Most mornings volunteers go out to do the jobs nobody else in Dignity Village wants to do: throw out garbage, pick up litter or mediate arguments.
The faces change every few weeks. Homelessness, after all, is a fluid state; people come and go as often as their luck changes. But when one volunteer leaves another soon takes his or her place.
Tygur Scott, 34, is the resident responsible for organizing the group of community volunteers who help keep the camp clean and running as smoothly as possible.
He wears utilitarian camouflage pants and a score of shiny rings on his fingers when he works. A wide-brim hat usually shades his face, and in between trips to the dumpster, he puffs on Lucky Strike cigarettes.
Scott’s history with what would become Dignity Village began around the time campers living in the informal neighborhood known as “Tent City,” just south of the Gainesville-Hawthorne State Trail, were being evicted from the wooded property.
“When I first got here, Dignity Village didn’t even exist,” he said, sitting underneath a tarp in the Occupy Gainesville campsite, the unofficial headquarters of Scott and his group of volunteers, who are known as community advocates.

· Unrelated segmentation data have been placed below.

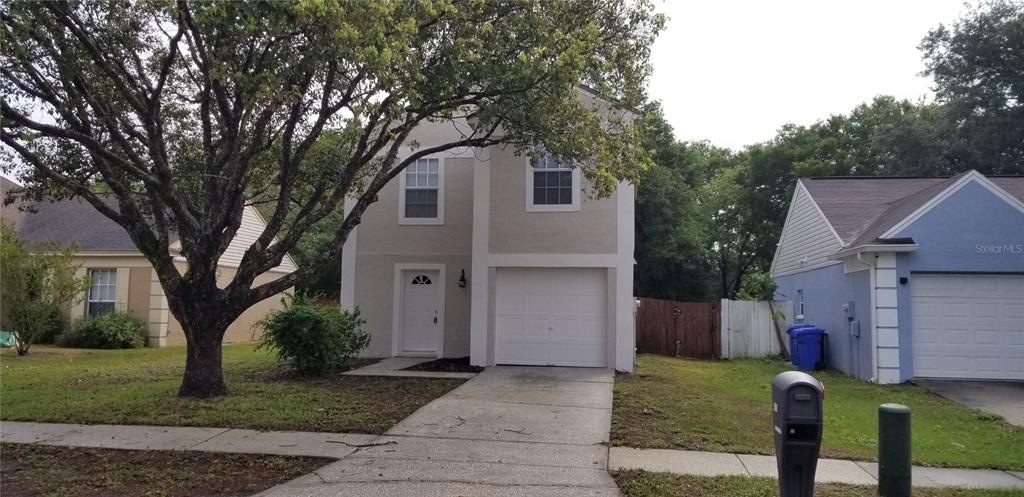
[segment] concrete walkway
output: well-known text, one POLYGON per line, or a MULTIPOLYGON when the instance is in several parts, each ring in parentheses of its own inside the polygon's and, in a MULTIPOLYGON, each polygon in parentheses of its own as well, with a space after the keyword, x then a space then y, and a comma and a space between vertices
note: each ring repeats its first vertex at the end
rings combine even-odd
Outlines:
POLYGON ((1024 426, 1024 381, 919 379, 914 383, 950 401, 1001 416, 1010 424, 1024 426))
POLYGON ((404 378, 461 378, 476 376, 476 373, 457 373, 453 371, 403 371, 417 364, 433 361, 434 358, 387 358, 369 366, 345 371, 348 376, 400 376, 404 378))
POLYGON ((487 368, 375 445, 260 496, 618 496, 605 470, 612 378, 487 368))
MULTIPOLYGON (((739 474, 776 478, 775 456, 693 452, 664 449, 612 447, 608 469, 646 469, 678 474, 717 477, 739 474)), ((815 481, 877 485, 879 465, 874 462, 819 459, 815 481)), ((1024 471, 955 469, 913 466, 914 487, 976 487, 1024 489, 1024 471)))

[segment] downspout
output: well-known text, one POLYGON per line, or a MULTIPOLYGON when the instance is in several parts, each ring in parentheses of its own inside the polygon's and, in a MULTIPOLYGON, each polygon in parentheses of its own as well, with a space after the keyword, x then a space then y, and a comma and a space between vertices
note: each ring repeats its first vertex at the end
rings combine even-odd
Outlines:
MULTIPOLYGON (((868 262, 864 260, 863 252, 857 252, 857 261, 870 267, 869 272, 869 291, 867 292, 869 296, 869 303, 871 307, 871 382, 879 382, 879 320, 878 320, 878 308, 874 306, 874 261, 868 262)), ((859 354, 859 350, 858 350, 859 354)))

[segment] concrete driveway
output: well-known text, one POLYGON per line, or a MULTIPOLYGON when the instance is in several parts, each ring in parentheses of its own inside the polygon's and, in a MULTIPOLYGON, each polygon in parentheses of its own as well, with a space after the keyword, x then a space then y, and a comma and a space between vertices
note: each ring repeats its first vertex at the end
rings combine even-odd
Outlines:
POLYGON ((965 406, 1002 416, 1024 426, 1024 381, 916 380, 915 383, 965 406))
POLYGON ((264 497, 620 496, 613 372, 493 367, 351 455, 264 497))

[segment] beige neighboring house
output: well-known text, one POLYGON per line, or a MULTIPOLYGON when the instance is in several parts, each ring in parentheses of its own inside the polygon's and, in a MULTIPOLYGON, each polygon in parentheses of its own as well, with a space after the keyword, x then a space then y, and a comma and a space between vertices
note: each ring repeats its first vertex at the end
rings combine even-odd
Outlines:
MULTIPOLYGON (((0 178, 0 183, 3 194, 17 188, 6 178, 0 178)), ((111 202, 114 200, 111 199, 111 202)), ((81 274, 89 275, 92 280, 81 302, 67 310, 67 322, 121 309, 146 323, 147 346, 185 343, 181 325, 168 310, 167 297, 156 272, 124 229, 79 199, 37 202, 32 206, 33 212, 20 210, 19 205, 20 202, 15 202, 4 206, 0 211, 0 220, 13 225, 30 245, 47 241, 61 244, 75 242, 78 247, 75 262, 81 264, 81 274)), ((247 207, 238 235, 220 258, 220 281, 225 284, 230 281, 243 253, 264 226, 259 212, 247 207)), ((175 255, 178 270, 183 273, 187 263, 179 254, 179 242, 171 244, 171 253, 175 255)), ((286 256, 280 266, 257 278, 256 284, 281 278, 295 270, 295 262, 286 256)), ((253 323, 280 306, 281 298, 274 296, 250 307, 227 329, 224 342, 252 340, 253 323)))
MULTIPOLYGON (((411 140, 466 127, 425 124, 411 140)), ((344 246, 342 303, 373 336, 364 355, 632 371, 634 187, 589 190, 579 169, 504 147, 417 160, 344 246)))

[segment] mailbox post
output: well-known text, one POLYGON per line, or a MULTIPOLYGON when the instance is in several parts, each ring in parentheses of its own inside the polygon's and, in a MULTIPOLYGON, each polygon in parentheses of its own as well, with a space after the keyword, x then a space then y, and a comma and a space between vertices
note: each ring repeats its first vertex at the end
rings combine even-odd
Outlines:
POLYGON ((775 460, 781 497, 813 497, 821 448, 824 388, 813 376, 786 371, 771 381, 775 460))

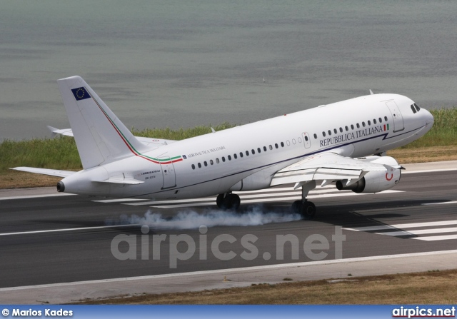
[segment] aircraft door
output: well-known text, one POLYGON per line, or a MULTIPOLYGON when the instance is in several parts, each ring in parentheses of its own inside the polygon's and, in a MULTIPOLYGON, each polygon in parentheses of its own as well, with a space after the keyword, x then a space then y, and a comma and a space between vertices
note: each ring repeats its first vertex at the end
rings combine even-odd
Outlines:
POLYGON ((303 142, 305 144, 305 148, 309 148, 311 146, 311 138, 309 136, 309 134, 306 132, 303 132, 301 134, 301 137, 303 138, 303 142))
POLYGON ((159 158, 160 166, 164 176, 164 186, 162 189, 171 188, 176 186, 176 176, 174 171, 174 166, 169 157, 159 158))
POLYGON ((389 101, 386 102, 386 105, 391 111, 392 117, 393 118, 393 132, 398 132, 405 129, 403 123, 403 116, 400 111, 400 108, 395 103, 395 101, 389 101))

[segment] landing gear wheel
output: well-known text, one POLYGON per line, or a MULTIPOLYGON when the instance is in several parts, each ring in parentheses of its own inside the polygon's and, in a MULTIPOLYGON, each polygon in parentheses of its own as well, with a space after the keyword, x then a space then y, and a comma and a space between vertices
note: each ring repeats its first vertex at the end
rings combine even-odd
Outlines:
POLYGON ((224 195, 225 194, 219 194, 216 198, 217 207, 221 209, 236 211, 241 203, 240 196, 232 193, 227 194, 225 197, 224 195))
POLYGON ((301 206, 303 203, 301 201, 296 201, 292 203, 292 213, 301 214, 301 206))
POLYGON ((241 200, 236 194, 228 194, 224 198, 224 208, 229 211, 236 211, 240 207, 241 200))
POLYGON ((216 198, 216 205, 217 205, 217 207, 219 208, 222 208, 222 206, 224 205, 224 194, 219 194, 216 198))
POLYGON ((311 201, 306 201, 301 204, 301 217, 303 219, 313 219, 316 216, 316 205, 311 201))

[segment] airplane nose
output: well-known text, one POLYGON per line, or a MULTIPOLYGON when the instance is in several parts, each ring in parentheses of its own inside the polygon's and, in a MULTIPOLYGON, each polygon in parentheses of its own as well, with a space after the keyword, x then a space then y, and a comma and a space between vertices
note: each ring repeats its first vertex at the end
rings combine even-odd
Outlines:
POLYGON ((425 113, 424 118, 426 120, 426 125, 430 125, 431 126, 433 126, 433 122, 435 121, 435 119, 433 118, 433 116, 431 115, 431 113, 430 113, 427 110, 423 110, 423 111, 425 111, 425 112, 423 113, 425 113))

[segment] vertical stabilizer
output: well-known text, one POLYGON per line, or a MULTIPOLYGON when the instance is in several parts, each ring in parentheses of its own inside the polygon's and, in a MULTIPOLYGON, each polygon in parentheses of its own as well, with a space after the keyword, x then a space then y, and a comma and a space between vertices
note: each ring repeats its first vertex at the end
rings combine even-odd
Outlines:
POLYGON ((84 169, 144 151, 82 78, 71 76, 57 83, 84 169))

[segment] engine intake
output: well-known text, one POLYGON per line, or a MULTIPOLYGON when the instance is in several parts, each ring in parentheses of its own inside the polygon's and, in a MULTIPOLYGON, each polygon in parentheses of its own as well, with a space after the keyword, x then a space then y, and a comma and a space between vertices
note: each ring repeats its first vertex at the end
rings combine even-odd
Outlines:
POLYGON ((57 191, 59 193, 65 191, 65 184, 61 181, 57 183, 57 191))

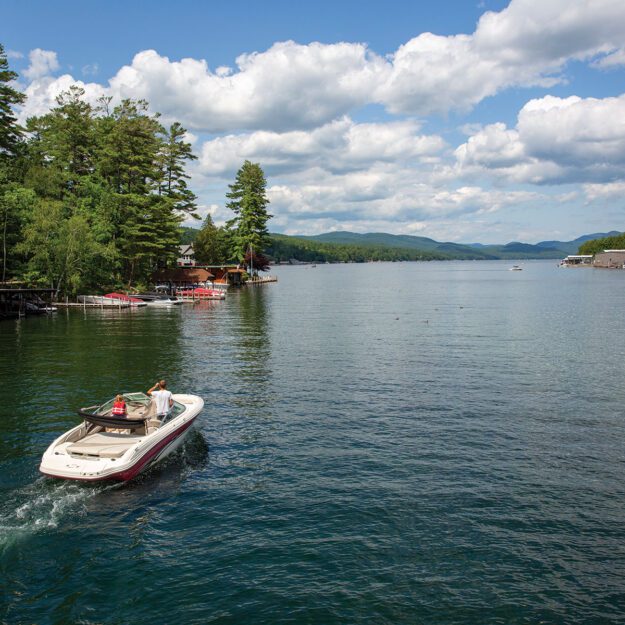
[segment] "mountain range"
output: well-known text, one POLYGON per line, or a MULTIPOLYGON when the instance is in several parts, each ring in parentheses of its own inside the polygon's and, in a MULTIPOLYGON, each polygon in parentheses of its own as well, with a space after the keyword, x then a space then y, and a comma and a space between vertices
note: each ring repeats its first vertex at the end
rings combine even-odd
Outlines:
MULTIPOLYGON (((573 241, 540 241, 539 243, 520 243, 513 241, 501 245, 483 245, 481 243, 452 243, 440 242, 428 237, 418 237, 405 234, 386 234, 371 232, 358 234, 355 232, 327 232, 314 236, 295 236, 292 239, 317 241, 319 243, 334 243, 338 245, 375 246, 398 248, 404 250, 422 250, 445 254, 451 258, 472 258, 483 260, 496 259, 530 259, 530 258, 562 258, 569 254, 576 254, 579 246, 591 239, 601 239, 607 236, 620 234, 616 230, 610 232, 596 232, 585 234, 573 241)), ((281 235, 284 236, 284 235, 281 235)))

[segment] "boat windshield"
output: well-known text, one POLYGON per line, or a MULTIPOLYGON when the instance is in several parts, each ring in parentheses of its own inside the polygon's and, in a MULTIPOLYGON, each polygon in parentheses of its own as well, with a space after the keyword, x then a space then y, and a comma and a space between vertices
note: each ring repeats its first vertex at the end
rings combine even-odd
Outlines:
MULTIPOLYGON (((123 397, 126 401, 126 405, 128 406, 129 412, 131 408, 141 409, 146 408, 149 409, 152 398, 146 395, 145 393, 123 393, 123 397)), ((97 409, 97 414, 105 415, 108 414, 115 403, 115 398, 113 397, 106 403, 102 404, 97 409)), ((174 405, 170 411, 170 413, 163 419, 163 423, 166 421, 170 421, 171 419, 175 419, 177 416, 181 415, 185 410, 184 404, 177 402, 174 400, 174 405)))

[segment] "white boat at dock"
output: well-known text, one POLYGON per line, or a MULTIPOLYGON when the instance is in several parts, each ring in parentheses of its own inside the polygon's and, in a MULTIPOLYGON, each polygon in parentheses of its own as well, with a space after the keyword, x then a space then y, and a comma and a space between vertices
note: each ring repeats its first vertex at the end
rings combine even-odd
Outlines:
POLYGON ((79 295, 78 302, 86 306, 98 306, 103 308, 128 308, 130 302, 113 299, 104 295, 79 295))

He reckons he began helping people move out to the property bordering GRACE Marketplace in May 2014.
There were no zones or rules regarding campsite placement back then, he said. The land Dignity Village now sits on was not even leased by the city, and there were no large organizations providing logistical and organizational support to residents.
Things are different now.
Randy Stacey, director of the Helping Hands Clinic, walks alongside Scott down one of the asphalt pathways that run around the inner perimeter of the camp. They read numbers off a clipboard as they walk and compare them against the actual count of tents and residents.
Stacey is a common sight around Dignity Village. His organization visits the community on a weekly basis, bringing supplies and offering medical services to those in need.
The work performed by Scott and the advocates is extremely important to Helping Hands, Stacey said. Because the advocates reside in the village, they can give informed estimates of the camp’s population at any given time, and they’re up-to-date on problems plaguing residents.
Stacey isn’t the only one relying on the advocates for their knowledge of the inner workings of Dignity Village.
Lieutenant Rob Koehler of the Gainesville Police Department also highlights the importance of the advocates’ insider knowledge.
“Tygur’s been great,” Koehler said. “He’s been someone I can come and talk to. We need that liaison, as many as we can get.”
He said the identity and purpose of Dignity Village is not clear yet, but the volunteer group’s work helps buy some time until the city figures out how to manage the tent neighborhood, a question that has become one of the biggest issues the community advocates face.
The Gainesville City Commission has been negotiating a contract with Helping Hands for up to $50,000 to grant the organization management of Dignity Village.
The Empowerment Center Oversight Advisory Board recommended the county provide $25,000 to share the cost equally with the city commission, said communications and legislative affairs director for Alachua County Mark Sexton, in an email. But in June, the board decided to wait to discuss the funding until budget workshops take place later in July.
For now, there are every day problems to deal with.
In the yard where Scott constructed a pair of makeshift showers, a volunteer helps him free a trashcan from a chain securing it to a shower column.
It’s been here for a few days, Scott explains, and the combination lock won’t come free. They struggle to snap the chain with a pair of pliers. After a few violent shakes, the chain snaps and they grin.
The volunteer offers to take the trash can to the dumpster. His name is Scott Paris, and he speaks in a Kentucky drawl.
The 34-year-old started helping out Tygur Scott late last year with some of the chores around camp: transporting trash, clearing abandoned tents, sorting donations, that sort of thing, he said.
If you were to see him hauling the trash can to the dumpster, you might wonder why he does it. The trash smells awful, the can is awkward to carry, and the dumpster is so far away. But if you ask him, he’ll just tell you that he likes helping people.